Toprağımızın Farklı Dokusu, Yoktu Artık Kokusu…

"Artık mevsiminde bile sağlıklı meyve sebze bulmak ne kadar zor. Kullanılan yöntemlerden domates tek tip, karpuz çekirdeksiz, kavun kokusuz, salatalık kabak gibi, mısırlar hele..."

"Öyle diyorsun da Hasan abi, senin dediğin gibi tarım yapmak bu dönemde kolay değil ki!  Kayınpederim ciddi bir hastalık geçirdiği için dükkânda ona yardım ediyorum. Bu nedenle bu sene tarlaya yeteri kadar vakit ayıramadım. Ben de diğerlerinin yaptığı gibi ilaç kullandım mecbur."

Kendi aralarında konuşurlarken mısır tezgâhında hareketlilik oldu.

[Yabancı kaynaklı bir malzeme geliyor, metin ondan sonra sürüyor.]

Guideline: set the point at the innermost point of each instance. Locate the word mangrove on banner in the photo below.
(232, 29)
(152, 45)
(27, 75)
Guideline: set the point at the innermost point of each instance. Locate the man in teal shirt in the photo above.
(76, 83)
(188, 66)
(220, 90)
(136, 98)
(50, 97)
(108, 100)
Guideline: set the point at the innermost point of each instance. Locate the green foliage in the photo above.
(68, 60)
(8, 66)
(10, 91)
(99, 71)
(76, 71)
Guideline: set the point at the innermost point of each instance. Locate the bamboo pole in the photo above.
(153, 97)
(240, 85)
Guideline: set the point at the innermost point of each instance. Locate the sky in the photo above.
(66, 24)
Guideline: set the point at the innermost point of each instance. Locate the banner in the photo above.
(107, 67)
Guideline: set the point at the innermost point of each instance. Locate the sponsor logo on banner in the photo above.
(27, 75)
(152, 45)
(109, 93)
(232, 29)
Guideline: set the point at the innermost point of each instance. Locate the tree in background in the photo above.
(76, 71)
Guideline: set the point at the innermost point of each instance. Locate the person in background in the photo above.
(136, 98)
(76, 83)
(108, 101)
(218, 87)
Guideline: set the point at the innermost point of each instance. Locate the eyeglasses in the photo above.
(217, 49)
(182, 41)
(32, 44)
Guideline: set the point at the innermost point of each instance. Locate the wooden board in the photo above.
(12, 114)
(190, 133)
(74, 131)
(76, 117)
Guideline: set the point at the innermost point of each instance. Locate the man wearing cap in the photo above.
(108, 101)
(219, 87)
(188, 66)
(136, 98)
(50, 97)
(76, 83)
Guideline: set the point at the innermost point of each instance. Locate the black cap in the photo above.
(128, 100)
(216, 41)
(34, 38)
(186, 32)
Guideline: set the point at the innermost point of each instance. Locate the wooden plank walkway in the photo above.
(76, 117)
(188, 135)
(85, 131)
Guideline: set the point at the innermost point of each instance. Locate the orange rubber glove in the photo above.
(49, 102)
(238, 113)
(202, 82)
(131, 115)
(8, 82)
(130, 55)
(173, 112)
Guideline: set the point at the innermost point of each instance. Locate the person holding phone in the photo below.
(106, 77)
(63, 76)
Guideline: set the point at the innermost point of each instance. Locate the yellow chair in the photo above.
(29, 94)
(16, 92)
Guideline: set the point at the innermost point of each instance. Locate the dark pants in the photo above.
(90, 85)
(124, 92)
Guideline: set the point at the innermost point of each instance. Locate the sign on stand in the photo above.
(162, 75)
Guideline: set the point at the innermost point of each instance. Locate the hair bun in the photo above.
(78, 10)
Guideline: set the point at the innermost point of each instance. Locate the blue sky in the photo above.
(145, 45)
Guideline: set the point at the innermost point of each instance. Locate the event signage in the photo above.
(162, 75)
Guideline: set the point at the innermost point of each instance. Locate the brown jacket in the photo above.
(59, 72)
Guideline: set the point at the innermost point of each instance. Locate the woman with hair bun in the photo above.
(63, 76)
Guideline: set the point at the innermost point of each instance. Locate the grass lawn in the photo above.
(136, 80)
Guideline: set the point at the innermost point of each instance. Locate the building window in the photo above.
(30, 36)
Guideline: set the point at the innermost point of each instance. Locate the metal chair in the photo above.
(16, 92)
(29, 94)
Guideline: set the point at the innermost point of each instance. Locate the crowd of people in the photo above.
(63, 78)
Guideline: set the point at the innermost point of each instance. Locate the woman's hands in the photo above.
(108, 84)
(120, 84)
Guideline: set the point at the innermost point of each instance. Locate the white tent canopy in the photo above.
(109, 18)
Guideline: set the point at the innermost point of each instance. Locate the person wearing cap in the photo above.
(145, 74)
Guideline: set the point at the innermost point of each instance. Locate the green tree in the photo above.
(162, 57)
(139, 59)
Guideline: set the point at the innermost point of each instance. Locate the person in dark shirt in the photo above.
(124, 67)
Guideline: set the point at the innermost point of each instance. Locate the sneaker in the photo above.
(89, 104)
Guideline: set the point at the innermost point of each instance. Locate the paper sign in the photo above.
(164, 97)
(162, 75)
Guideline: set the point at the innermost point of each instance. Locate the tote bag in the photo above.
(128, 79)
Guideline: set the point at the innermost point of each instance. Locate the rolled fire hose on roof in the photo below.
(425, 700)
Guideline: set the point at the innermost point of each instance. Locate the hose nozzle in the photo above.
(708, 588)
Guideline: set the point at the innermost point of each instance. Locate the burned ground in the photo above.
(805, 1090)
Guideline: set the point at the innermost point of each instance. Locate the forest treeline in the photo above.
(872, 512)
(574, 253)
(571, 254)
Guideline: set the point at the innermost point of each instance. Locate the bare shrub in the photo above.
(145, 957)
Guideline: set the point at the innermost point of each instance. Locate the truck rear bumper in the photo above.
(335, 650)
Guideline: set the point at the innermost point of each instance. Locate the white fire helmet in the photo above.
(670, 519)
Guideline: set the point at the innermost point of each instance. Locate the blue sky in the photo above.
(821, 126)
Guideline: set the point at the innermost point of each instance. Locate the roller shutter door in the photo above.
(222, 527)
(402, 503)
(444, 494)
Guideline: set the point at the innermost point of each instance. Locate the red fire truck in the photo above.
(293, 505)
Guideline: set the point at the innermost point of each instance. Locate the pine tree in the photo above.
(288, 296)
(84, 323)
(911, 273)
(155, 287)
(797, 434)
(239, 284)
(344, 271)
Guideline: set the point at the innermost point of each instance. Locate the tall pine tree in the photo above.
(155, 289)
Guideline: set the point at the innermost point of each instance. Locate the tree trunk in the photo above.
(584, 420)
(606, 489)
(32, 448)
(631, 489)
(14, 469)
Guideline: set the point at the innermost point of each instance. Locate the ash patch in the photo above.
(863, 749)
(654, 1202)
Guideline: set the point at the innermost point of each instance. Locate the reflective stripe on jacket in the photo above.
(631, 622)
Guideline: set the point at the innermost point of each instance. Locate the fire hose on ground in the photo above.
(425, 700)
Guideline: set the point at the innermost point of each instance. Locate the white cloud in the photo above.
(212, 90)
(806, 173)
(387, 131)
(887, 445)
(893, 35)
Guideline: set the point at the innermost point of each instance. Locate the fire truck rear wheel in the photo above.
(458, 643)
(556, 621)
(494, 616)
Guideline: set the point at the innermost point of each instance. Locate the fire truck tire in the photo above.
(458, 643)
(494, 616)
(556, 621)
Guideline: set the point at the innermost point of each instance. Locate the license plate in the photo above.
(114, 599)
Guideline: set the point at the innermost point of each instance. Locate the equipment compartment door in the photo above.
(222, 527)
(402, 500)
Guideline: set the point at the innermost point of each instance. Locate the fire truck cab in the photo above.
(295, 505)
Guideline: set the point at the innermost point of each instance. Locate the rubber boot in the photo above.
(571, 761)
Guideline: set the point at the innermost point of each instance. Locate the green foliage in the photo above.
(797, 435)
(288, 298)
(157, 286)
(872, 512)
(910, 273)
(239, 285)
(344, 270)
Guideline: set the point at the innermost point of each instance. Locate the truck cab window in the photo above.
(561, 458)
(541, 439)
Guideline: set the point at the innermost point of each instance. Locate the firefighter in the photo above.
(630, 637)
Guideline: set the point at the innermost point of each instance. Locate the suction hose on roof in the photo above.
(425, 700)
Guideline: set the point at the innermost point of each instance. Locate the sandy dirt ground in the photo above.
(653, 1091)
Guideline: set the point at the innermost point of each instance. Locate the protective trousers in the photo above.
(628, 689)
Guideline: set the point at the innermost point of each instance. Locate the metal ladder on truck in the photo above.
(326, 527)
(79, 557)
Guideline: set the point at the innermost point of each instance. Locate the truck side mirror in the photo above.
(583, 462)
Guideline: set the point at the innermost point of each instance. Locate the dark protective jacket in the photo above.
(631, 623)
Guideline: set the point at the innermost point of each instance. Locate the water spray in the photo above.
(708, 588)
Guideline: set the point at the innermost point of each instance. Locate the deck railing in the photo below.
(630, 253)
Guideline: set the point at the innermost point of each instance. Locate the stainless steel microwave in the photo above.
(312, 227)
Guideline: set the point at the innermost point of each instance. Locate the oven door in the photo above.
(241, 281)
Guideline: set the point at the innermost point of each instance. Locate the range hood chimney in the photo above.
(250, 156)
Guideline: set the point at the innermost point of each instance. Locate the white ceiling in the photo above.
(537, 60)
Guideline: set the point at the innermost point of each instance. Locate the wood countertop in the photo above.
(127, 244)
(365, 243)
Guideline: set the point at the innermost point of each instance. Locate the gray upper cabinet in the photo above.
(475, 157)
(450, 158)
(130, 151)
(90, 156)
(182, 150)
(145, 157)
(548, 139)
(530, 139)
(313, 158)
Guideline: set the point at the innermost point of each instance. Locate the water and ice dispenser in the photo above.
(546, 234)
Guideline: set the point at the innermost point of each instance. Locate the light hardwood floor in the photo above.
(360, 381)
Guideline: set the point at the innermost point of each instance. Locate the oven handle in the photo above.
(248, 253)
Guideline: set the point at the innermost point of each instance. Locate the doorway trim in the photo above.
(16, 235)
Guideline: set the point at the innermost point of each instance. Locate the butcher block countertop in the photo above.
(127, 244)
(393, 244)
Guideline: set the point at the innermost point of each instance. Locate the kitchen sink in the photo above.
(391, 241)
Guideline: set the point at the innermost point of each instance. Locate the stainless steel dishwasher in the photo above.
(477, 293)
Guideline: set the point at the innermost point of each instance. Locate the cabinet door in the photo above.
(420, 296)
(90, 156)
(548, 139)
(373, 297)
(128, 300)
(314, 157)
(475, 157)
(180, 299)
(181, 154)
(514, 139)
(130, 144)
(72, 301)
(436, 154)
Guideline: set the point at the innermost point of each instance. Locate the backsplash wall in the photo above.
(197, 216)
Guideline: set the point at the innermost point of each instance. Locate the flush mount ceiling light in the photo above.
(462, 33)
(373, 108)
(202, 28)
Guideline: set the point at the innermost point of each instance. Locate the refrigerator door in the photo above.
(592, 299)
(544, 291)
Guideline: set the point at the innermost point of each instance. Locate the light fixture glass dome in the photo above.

"Senin mısırlar eskiden şekilsiz ama çok lezzetli olurdu Nevzat.  Bu sene hepsi tornadan çıkmış gibi hayırdır?" dedi müşteri.

"Ablacım bu sene eski tohumu kullanamadım ondan böyle oldular."

"Yok yok biz senden aldıklarımızın lezzetine doyamıyorduk, sen eskisi gibi devam et. Bu pazarda zaten bir iki kişisiniz böyle ürün yetiştiren."

Nevzat bu konuyu pek de ciddiye almamıştı. Zaten tohumunu ziraatçıdan alıp, ilaçla çok ürün alan komşuları da iyi para kazanıyordu. Bu sefer de böyle yaparız ne olacak demişti. Artık kendisi de bahçesinden aldığı ürünlerinden lezzet alamıyordu.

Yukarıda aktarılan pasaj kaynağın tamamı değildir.